Andreas Marlovits, was geht in den Köpfen von Spielern vor, wenn sie so brutal mit der Wirklichkeit konfrontiert werden und in Gefahr geraten wie das zuletzt beim BVB passiert ist? Wie jeden Menschen auch erschüttert und schockt es, wenn man unerwartet mit großer Gefahr konfrontiert wird. Wenn dann auch noch Verletzte zu beklagen sind, macht es die unmittelbare Bedrohungssituation und die eigene Ohnmacht noch deutlicher. Das gesamte persönliche System ist von der Heftigkeit der Situation einfach überfordert.

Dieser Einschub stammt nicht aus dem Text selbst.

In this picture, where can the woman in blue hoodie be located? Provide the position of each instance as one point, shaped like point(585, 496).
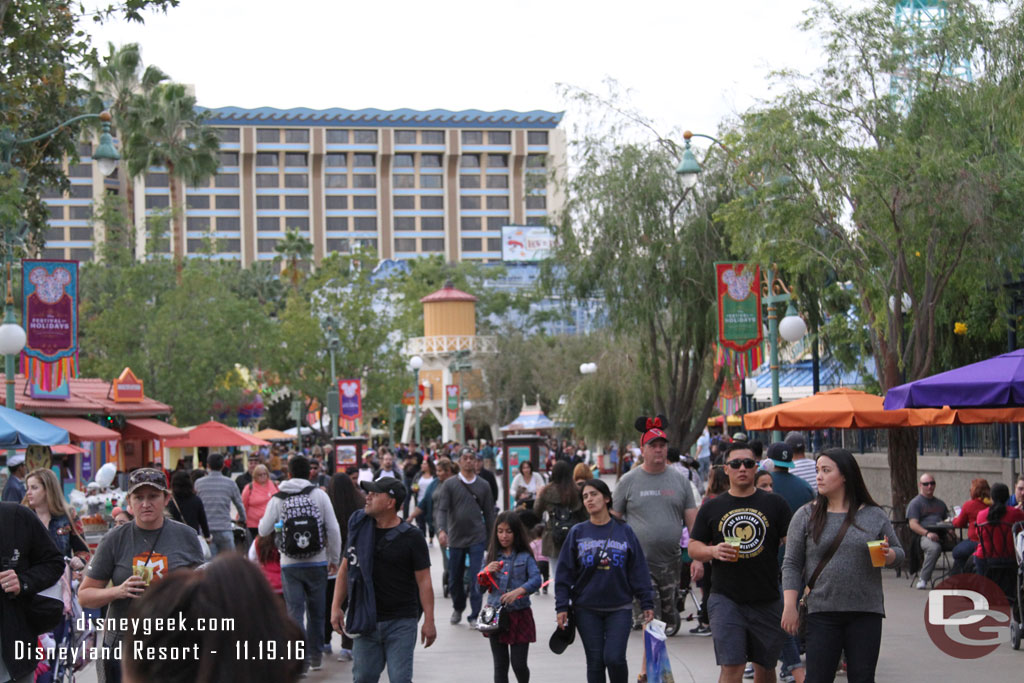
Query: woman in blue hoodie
point(600, 569)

Was muss ein Trainer leisten? Richtig schwierig für den Trainer ist, dass er sich in einer Doppelrolle befindet. Er ist ja zum einen selbst betroffen. Zum anderen ist er Führungsperson und verantwortlich für die Steuerung des Gesamtprozesses. Die schwierige Aufgabe für ihn besteht darin, das Erlebte so schnell wie möglich zu bearbeiten, um handlungsfähig zu werden.
Wie verhält sich ein Verein richtig? Aus meiner Erfahrung ist es wichtig, einen fachlichen Blick auf die Mannschaft zu werfen und dass man ihr eine wirksame Begleitung zur Verfügung stellt. Wird ein solch schockierendes Ereignis nicht aktiv bearbeitet, besteht die Gefahr, dass man in einer Art Traumatisierungsschleife stecken bleibt. Stabilität und Leistungsfähigkeit einer Mannschaft hängen dann an einem seidenen Faden. Zugleich sollte der Verein entsprechend Fans und Umfeld in den Prozess mit einbeziehen und auch sie aktiv einbinden.
Ist es richtig, dass am nächsten Tag an gleicher Stätte gespielt wird? Die Spielstätte selbst ist ja nicht Ort des Anschlags gewesen. Insofern setzt man die Spieler nicht einer erneuten Belastung aus. Wichtig wird sein, dass man das Gefühl vermittelt, dass das Stadion sicher ist.